Here is a sample of the first 3 columns:
Trial1 Trial2 Trial3
1 0 1
0 0 0
0 2 0
2 2 2
1 1 1
1 0 1
0 0 0
0 2 0
2 2 2
1 1 1
I want python to output as a test file
Trial 1 Trial 2 Trial 3
1 2 1 (whatever the averages are)
A memory-friendly solution without using any modules:
with open("filename", "rtU") as f:
columns = f.readline().strip().split(" ")
numRows = 0
sums = [0] * len(columns)
for line in f:
# Skip empty lines
if not line.strip():
continue
values = line.split(" ")
for i in xrange(len(values)):
sums[i] += int(values[i])
numRows += 1
for index, summedRowValue in enumerate(sums):
print columns[index], 1.0 * summedRowValue / numRows
You can use Numpy:
import numpy as np
from StringIO import StringIO
s = StringIO('''\
Trial1 Trial2 Trial3
1 0 1
0 0 0
0 2 0
2 2 2
1 1 1
1 0 1
0 0 0
0 2 0
2 2 2
1 1 1
''')
data = np.loadtxt(s, skiprows=1) # skip header row
print data.mean(axis=0) # column means
# OUTPUT: array([ 0.8, 1. , 0.8])
Note that the first argument to loadtxt could be the name of your file instead of a file like object.
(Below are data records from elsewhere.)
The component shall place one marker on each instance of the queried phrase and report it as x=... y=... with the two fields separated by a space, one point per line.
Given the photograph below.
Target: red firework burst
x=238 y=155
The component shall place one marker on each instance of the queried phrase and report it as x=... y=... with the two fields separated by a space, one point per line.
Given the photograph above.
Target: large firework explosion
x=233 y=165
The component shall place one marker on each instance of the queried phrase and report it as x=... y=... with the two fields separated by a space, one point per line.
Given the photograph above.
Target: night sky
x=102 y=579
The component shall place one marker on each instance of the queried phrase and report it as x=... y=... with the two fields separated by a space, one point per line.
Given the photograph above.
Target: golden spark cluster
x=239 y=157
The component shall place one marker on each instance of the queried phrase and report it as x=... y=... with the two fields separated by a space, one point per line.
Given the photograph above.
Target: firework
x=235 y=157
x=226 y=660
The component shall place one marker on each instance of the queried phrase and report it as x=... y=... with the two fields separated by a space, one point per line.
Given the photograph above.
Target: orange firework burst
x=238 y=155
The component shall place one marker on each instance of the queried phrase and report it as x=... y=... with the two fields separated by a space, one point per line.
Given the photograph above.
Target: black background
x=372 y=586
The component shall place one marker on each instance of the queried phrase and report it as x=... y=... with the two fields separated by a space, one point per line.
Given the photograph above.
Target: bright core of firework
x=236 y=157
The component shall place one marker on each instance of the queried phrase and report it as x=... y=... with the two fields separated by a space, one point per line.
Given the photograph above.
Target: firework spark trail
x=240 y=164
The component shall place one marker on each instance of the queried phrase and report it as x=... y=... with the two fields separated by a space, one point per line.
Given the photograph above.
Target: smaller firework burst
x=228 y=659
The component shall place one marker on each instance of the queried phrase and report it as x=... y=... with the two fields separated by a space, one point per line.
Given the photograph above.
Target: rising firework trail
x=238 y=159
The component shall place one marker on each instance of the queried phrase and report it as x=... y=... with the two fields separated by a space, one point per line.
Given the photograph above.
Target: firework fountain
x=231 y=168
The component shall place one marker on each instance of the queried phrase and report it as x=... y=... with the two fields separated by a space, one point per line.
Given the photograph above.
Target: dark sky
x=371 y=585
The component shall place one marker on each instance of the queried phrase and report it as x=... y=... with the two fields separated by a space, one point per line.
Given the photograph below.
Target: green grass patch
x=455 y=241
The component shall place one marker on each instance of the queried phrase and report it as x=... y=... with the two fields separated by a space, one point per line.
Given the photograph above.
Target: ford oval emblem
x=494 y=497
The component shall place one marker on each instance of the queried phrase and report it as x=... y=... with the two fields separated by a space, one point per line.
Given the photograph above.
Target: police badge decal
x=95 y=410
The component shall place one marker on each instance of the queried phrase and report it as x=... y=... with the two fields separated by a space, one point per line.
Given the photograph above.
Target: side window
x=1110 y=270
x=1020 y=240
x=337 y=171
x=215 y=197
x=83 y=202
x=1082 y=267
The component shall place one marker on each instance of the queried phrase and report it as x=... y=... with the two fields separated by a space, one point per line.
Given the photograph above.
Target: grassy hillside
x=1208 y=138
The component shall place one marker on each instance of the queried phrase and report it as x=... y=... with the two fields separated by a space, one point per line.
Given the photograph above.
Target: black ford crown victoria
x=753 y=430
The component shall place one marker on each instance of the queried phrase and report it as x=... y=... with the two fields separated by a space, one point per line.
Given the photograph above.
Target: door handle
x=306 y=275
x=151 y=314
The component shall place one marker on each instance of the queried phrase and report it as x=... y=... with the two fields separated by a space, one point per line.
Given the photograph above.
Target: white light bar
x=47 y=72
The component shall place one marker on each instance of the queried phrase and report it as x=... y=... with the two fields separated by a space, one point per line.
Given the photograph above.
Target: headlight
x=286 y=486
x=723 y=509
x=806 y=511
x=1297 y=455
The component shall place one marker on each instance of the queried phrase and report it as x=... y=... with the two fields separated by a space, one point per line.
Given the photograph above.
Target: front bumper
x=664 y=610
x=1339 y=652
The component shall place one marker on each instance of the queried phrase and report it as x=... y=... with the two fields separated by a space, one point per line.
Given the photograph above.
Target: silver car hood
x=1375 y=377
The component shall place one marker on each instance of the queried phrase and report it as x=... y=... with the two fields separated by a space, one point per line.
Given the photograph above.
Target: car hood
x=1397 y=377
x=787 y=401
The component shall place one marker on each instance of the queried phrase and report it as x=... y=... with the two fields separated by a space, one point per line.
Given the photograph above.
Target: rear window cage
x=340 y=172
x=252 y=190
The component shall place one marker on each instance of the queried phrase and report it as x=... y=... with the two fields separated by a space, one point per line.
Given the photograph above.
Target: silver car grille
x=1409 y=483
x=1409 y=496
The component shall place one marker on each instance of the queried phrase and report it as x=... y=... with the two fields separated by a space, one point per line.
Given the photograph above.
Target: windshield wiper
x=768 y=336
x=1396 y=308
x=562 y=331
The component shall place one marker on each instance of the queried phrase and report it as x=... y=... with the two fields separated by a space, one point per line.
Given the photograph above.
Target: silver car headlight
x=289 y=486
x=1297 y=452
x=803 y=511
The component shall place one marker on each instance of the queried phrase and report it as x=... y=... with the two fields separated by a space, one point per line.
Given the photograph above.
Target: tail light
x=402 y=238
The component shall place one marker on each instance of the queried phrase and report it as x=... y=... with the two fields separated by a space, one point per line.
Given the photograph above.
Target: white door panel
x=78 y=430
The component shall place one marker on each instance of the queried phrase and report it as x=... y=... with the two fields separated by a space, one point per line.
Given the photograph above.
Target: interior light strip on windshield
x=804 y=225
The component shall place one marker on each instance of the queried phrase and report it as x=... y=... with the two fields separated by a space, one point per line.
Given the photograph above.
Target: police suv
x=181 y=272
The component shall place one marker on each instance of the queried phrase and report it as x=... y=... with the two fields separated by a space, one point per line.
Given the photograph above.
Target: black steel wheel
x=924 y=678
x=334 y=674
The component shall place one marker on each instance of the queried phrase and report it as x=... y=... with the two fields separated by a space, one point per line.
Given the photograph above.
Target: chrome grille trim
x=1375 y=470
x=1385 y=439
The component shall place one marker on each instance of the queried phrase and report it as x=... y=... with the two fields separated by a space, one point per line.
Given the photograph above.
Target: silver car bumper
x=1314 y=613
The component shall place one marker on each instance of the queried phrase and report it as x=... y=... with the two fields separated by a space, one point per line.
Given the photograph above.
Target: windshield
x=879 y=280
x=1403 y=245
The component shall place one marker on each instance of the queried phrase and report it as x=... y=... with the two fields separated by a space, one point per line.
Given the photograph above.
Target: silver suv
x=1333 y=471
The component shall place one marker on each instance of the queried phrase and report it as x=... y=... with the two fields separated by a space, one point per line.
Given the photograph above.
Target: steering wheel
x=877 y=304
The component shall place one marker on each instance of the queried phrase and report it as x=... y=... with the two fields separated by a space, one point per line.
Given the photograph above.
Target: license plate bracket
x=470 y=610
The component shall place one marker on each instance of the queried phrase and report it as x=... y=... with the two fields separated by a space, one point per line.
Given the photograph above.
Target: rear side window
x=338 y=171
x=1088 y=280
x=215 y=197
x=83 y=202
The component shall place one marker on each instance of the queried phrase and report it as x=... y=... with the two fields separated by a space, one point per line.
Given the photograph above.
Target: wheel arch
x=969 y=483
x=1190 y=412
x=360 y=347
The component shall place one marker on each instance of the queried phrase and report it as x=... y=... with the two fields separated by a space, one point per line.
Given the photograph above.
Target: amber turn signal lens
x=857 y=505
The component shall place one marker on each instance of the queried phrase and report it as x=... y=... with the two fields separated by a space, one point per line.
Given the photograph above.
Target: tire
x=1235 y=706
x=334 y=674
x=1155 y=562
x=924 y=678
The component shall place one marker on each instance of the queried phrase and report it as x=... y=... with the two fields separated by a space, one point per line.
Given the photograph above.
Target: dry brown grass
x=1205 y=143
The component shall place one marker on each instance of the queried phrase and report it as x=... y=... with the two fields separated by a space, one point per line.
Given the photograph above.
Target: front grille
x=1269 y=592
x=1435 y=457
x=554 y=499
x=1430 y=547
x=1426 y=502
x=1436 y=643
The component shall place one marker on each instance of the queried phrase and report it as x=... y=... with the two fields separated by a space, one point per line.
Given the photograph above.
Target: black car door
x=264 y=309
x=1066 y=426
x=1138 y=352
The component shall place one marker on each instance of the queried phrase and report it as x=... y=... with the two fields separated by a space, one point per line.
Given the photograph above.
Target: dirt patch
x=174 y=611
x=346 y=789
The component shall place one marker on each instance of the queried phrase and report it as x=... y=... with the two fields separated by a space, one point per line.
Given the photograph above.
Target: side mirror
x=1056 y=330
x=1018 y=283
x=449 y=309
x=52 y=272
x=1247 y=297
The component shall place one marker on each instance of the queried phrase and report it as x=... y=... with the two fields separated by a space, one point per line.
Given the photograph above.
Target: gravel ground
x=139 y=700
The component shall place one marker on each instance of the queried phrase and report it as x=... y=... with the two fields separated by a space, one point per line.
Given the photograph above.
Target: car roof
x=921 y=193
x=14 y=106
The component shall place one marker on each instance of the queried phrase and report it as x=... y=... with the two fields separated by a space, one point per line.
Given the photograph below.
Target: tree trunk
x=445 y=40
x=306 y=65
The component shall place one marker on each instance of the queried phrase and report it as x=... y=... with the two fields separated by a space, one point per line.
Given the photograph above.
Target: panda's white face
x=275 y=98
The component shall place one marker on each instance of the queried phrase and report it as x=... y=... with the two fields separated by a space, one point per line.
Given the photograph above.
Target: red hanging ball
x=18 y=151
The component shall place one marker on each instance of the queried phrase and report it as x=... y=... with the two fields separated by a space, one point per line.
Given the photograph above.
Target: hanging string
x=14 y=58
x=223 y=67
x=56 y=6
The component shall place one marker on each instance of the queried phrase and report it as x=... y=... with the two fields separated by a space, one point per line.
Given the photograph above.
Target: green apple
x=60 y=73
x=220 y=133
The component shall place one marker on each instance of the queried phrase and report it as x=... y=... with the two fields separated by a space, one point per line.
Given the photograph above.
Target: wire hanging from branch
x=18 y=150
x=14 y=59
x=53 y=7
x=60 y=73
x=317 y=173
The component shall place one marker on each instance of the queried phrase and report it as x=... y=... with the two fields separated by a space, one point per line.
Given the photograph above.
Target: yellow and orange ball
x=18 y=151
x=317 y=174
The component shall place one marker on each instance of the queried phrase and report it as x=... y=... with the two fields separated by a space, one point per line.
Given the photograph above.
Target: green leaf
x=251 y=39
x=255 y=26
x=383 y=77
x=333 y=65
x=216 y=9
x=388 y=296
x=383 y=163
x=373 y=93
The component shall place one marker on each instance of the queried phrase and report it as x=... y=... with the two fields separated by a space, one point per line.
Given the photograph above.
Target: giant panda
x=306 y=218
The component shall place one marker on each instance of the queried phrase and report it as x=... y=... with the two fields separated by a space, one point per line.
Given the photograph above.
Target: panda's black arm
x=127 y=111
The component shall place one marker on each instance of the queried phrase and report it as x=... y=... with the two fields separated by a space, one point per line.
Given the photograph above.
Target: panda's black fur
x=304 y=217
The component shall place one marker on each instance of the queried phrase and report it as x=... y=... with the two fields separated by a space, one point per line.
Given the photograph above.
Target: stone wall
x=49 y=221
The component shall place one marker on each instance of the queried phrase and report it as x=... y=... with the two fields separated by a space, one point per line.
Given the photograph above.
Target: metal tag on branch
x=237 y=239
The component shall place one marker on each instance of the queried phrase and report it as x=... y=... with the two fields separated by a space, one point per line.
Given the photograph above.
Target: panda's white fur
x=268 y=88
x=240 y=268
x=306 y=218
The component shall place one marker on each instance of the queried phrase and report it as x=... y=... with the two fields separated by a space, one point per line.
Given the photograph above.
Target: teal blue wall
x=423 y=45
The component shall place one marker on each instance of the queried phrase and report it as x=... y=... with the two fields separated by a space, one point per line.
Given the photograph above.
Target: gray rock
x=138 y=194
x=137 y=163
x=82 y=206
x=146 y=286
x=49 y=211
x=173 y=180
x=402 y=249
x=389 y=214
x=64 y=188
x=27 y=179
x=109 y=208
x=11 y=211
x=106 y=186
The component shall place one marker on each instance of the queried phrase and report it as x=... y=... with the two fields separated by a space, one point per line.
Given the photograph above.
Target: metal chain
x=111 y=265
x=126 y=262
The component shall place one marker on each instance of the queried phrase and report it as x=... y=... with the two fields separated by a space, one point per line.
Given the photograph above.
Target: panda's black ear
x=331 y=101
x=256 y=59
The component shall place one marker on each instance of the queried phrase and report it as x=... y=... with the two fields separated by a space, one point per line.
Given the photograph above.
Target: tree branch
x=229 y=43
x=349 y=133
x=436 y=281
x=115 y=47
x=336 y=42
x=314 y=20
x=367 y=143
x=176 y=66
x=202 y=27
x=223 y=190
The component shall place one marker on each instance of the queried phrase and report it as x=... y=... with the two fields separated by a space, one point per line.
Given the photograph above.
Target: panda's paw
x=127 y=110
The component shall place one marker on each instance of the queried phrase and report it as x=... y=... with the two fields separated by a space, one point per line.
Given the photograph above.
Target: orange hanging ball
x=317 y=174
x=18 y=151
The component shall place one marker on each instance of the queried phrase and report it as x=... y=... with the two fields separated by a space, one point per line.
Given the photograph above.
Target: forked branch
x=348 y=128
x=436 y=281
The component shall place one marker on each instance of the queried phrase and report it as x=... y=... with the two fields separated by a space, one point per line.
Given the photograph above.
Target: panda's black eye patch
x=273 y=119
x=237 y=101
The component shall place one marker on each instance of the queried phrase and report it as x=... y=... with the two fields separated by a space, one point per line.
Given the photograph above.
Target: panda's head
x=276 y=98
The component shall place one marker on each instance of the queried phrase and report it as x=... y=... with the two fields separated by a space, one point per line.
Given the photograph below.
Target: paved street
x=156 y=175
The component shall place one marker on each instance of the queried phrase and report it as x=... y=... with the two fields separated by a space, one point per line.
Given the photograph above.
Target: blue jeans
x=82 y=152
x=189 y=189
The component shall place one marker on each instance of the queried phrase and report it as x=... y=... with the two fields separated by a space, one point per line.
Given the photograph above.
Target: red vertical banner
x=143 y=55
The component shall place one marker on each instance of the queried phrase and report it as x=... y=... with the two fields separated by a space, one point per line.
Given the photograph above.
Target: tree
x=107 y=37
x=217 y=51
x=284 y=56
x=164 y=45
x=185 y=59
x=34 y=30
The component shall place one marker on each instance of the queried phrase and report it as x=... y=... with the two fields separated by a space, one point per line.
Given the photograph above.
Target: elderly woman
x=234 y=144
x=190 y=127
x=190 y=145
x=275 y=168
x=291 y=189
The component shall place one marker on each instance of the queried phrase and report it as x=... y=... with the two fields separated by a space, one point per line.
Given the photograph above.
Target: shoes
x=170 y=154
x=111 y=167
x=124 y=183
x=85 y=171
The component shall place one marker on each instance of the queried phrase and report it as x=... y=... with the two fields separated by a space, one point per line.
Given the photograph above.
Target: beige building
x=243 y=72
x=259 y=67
You can use the builtin csv module:
import csv
csvReader = csv.reader(open('input.txt'), delimiter=' ')
headers = csvReader.next()
values = [map(int, row) for row in csvReader]
def average(l):
return float(sum(l)) / len(l)
averages = [int(round(average(trial))) for trial in zip(*values)]
print ' '.join(headers)
print ' '.join(str(x) for x in averages)
Result:
Trial1 Trial2 Trial3
1 1 1
Less of an answer than it is an alternative understanding of the problem:
You could think of each line being a vector. In this way, the average done column-by-column is just the average of each of these vectors. All you need in order to do this is
A way to read a line into a vector object,
A vector addition operation,
Scalar multiplication (or division) of vectors.
Python comes (I think) with most of this already installed, but this should lead to some easily readable code.